Reviewing the logs of the MainTest.twoFilesSwappingAroundWithModificationsToBoth
revealed that there was a latent bug in MatchesContext
- when a conflict is was resolved in favour of a straight insertion with a propagated change, the insertion was not examined as a potential move destination.
Work done in d3569853e97168127a1b834070718bcbd0606f57 and fe944ce84294af5d4d8182e3ed265918793ffff2 addresses that, and merging it in via b0ff57abf492bbff6adf0e5d2c047c360672b42a fixes all the failures.
Great!
Still got the subtle merge breakage in CodeMotionAnalysisExtensionTest.merge
, though. One crumb of comfort is that it only manifests when the minimum match size goes below 6 - otherwise the merge looks good.
Think I'll take it as it is for now, so on to the tidying up...
Tidying up done, merged to main
in f3b353220f1fad04064b4dc99b2d16210e72b71e.
Don't forget to amend MatchesContextTest
to assert on the insertions detected during a merge...
Oh drat - doing the manual test discussed here: https://github.com/sageserpent-open/kineticMerge/issues/30#issuecomment-2106144845 causes the merge to overflow the stack.
Now, does this mean the merge should be rewritten to use continuations / trampolining, or turned into a proper dynamic programming algorithm, working bottom-up, or should the gap filling process be tuned to make fewer sections?
The prefix / suffix matching idea might be useful here...
Got a clumsy workaround for the stack overflow in 6abf07fa5293d2f21e524c1ad350904b7e653b3e, this will do as a proof-of-concept for now.
Looking at the results of the manual merge from #30 etc makes me wonder whether it is better to be more cautious about splitting up the gaps; again the prefix/suffix matching comes to mind.
Probably time for another ticket for that one - have raised #43.
Noticed that MatchesContext
wasn't recording all left- and right-insertions, again those insertions caused by resolution of an edit versus delete or edit versus edit conflict were only partially updating the MergeResultDetectingMotion
. Tests were written, and made to pass in: aedc282e5d802f3082dd2b605694bfc81378ce6f, which main
now references.
This went out in release 1.2.0, Git commit SHA: 4d1935beef2b5923417904895884de8c2e749c6e.

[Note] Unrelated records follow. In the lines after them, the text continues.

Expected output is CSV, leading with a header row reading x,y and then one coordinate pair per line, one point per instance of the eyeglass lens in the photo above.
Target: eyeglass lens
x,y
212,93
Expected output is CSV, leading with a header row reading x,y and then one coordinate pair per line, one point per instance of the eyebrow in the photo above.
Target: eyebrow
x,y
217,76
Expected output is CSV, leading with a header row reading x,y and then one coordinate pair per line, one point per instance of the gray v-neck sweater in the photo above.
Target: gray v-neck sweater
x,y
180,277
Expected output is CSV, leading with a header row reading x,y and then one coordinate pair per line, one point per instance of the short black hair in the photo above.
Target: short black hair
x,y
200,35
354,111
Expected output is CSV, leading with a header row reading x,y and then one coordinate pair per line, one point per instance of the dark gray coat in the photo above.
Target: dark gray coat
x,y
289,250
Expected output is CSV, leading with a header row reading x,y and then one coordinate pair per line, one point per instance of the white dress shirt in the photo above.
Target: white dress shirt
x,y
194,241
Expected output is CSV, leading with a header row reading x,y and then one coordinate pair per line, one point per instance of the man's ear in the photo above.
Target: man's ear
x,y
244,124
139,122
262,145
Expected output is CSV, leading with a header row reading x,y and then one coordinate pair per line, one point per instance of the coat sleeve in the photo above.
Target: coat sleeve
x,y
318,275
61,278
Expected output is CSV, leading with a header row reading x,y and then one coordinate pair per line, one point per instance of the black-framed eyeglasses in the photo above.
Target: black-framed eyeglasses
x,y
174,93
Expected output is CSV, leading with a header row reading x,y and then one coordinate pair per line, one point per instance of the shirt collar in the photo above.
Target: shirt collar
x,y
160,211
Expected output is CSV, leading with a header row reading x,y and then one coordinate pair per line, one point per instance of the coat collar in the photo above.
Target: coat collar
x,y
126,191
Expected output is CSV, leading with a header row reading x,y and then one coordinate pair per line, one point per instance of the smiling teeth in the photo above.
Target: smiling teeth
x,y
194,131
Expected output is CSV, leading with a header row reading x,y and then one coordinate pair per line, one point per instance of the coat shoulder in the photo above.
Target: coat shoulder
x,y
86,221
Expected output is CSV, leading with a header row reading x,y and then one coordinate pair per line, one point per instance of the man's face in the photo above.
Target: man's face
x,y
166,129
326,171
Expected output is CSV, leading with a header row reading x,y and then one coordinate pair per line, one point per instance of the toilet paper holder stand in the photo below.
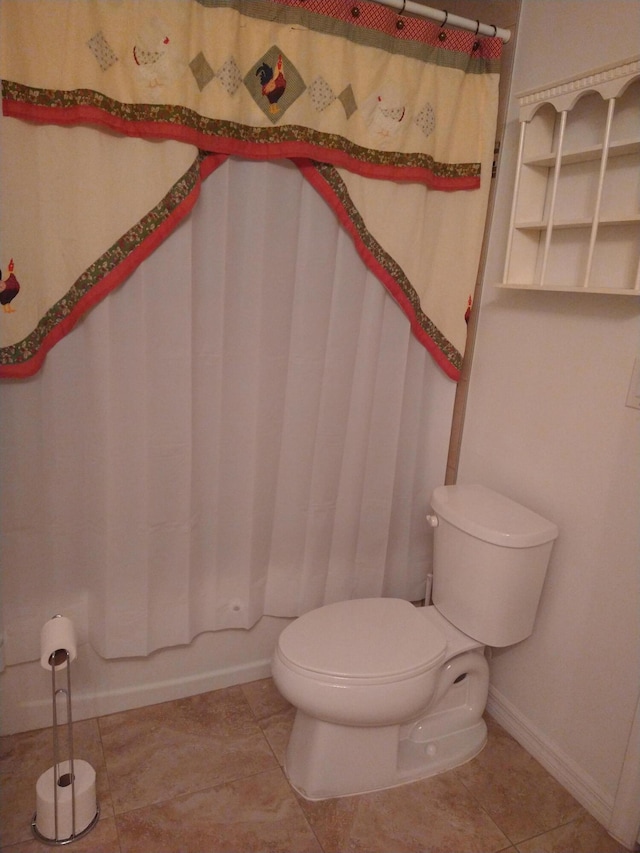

Git commit SHA: d5df1eb361b6c9a1e90fbe85d41142780e17274a bodges the test
MainTest.anEditAndADeletionPropagatingThroughAFileCondensation
so as to allow a closing brace in some Java code to be matched across the base and right sides of the merge.If this isn't done, the closing brace, being a single character, is not matched - so on the right side that adds a method definition in front of it, the method definition and the closing brace become a single inserted section. The closing brace in the base is thrown away by the merge, and the inserted section is migrated to its new home - but with the extraneous closing brace.
That results in a merge that doesn't compile and looks weird.
Need to revert d5df1eb361b6c9a1e90fbe85d41142780e17274a and find a way of making the test pass as is.